Deputados estaduais do Rio Grande do Norte e a governadora Fátima Bezerra (PT) têm a obrigação de autorizar o uso, em salas de aula, do Alcorão, de livros de Allan Kardec e de textos baseados em tradições religiosas indígenas e afro-brasileiras. A lista deve incluir material relacionado a qualquer outra forma institucionalizada de fé.
A medida tem que ser tomada para compensar a lei 11.935/2024, sancionada pela governadora no último dia 8, que permite a leitura de trechos bíblicos nas escolas "como recurso didático e paradidático para a disseminação cultural, histórica, geográfica e arqueológica de seu conteúdo".
De autoria do deputado evangélico Coronel Azevedo (PL), o projeto aprovado pela Assembleia Legislativa e transformado em lei contraria o caráter laico do ensino público e não passa de maneira disfarçada de impor uma visão religiosa aos estudantes.
Em primeiro lugar, não seria preciso autorizar o que nunca foi proibido, a leitura de textos bíblicos que sejam úteis em atividades escolares. A Bíblia, assim como outros livros religiosos, carrega uma série de referências, históricas, culturais e geográficas que podem ser úteis no ensino. A permissão legal é, na prática, um estímulo a evangelização incompatível com o ambiente escolar.
A lei finge ser pluralista ao ressalvar que será garantida "a liberdade de opção religiosa e filosófica, sendo vedada a obrigatoriedade de participação em qualquer atividade". Como nos casos de criação do ensino religioso em redes públicas, a própria existência de algum tipo de prática relacionada à fé em ambiente escolar abre caminho para a discriminação.
Não é simples para uma criança afirmar que não quer acompanhar uma leitura de textos bíblicos porque sua família é candomblecista, mulçumana ou atéia.

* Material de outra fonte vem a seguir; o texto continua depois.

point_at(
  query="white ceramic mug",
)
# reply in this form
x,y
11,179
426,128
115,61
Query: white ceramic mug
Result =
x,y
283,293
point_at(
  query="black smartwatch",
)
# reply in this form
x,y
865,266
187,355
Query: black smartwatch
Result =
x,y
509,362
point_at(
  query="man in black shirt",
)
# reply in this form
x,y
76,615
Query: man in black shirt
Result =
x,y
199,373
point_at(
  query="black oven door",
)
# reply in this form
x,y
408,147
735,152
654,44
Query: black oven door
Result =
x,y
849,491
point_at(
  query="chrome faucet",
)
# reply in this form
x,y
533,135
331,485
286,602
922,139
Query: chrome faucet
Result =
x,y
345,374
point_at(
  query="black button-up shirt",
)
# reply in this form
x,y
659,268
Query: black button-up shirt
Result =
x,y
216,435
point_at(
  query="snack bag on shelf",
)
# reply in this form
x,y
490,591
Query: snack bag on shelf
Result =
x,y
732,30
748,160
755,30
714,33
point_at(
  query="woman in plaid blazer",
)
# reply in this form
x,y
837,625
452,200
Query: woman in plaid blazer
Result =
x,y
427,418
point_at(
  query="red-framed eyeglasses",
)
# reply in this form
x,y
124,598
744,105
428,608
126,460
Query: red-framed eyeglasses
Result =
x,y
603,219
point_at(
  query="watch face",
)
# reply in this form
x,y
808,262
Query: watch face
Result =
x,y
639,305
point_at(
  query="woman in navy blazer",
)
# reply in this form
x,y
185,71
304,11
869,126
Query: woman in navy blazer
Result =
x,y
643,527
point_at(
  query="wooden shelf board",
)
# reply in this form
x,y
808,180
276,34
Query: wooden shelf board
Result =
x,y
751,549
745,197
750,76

Isso, num país em que o preconceito religioso é muitas vezes motivador de violência contra os que professam crenças não hegemônicas. Escola é lugar de integração, de superação de diferenças, não de exclusão.
A desculpa de que a leitura de tais trechos terá caráter didático apenas reforça a importância de inclusão de outros textos considerados sagrados ou que fazem referências a tradições preservadas oralmente e, depois, consolidadas em livros. Um professor de história ou de geografia pode citar o Velho Testamento para falar das crises no Oriente Médio — mas tem que citar também o Alcorão.

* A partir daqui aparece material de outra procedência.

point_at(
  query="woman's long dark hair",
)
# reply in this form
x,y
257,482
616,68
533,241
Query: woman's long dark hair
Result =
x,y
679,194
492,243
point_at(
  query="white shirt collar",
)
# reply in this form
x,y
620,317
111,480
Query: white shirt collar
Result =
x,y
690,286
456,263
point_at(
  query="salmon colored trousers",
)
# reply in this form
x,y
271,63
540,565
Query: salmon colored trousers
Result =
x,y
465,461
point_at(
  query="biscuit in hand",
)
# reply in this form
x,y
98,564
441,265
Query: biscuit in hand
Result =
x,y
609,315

O problema é separar a fé do conhecimento. É impossível ignorar datas queridas como o Natal e a Páscoa, tão presentes na nossa vida, mas a escola não pode bancar que Jesus era filho de Deus e que ressuscitou — todos somos livres para acreditar ou não no que está escrito na Bíblia.
Pior seria levar para aulas de biologia, fantasias como a criação dos seres humanos a partir de Adão e Eva, algo válido apenas no campo da mitologia.
(E por falar nisso: segundo a tradição iorubá, o mesmo barro serviu para Oxalá nos moldar. Seria legal contar nas escolas como duas culturas tão diferentes têm pontos em comum. Mas isso, claro, sem dar a qualquer visão religiosa o peso de verdade factual ou histórica).
É impossível negar a importância das culturas e religiões dos povos originários e daqueles trazidos da África na formação brasileira. Vieram deles rituais e das crenças que, muitas vezes sincretizados, estão presentes na nossa vida e têm também valores culturais, históricos, geográficos e arqueológicos. Vale lembrar que o gentílico "potiguar" vem de um povo indígena do ramo tupi.
Só o preconceito religioso — irmão gêmeo do racial — explica a não previsão, pela tal lei, de uso de textos de outras religiões. É preciso, portanto, incluí-los. O mais razoável, porém, seria a revogação da 11.935 ou a declaração de sua inconstitucionalidade pelo Supremo Tribunal Federal.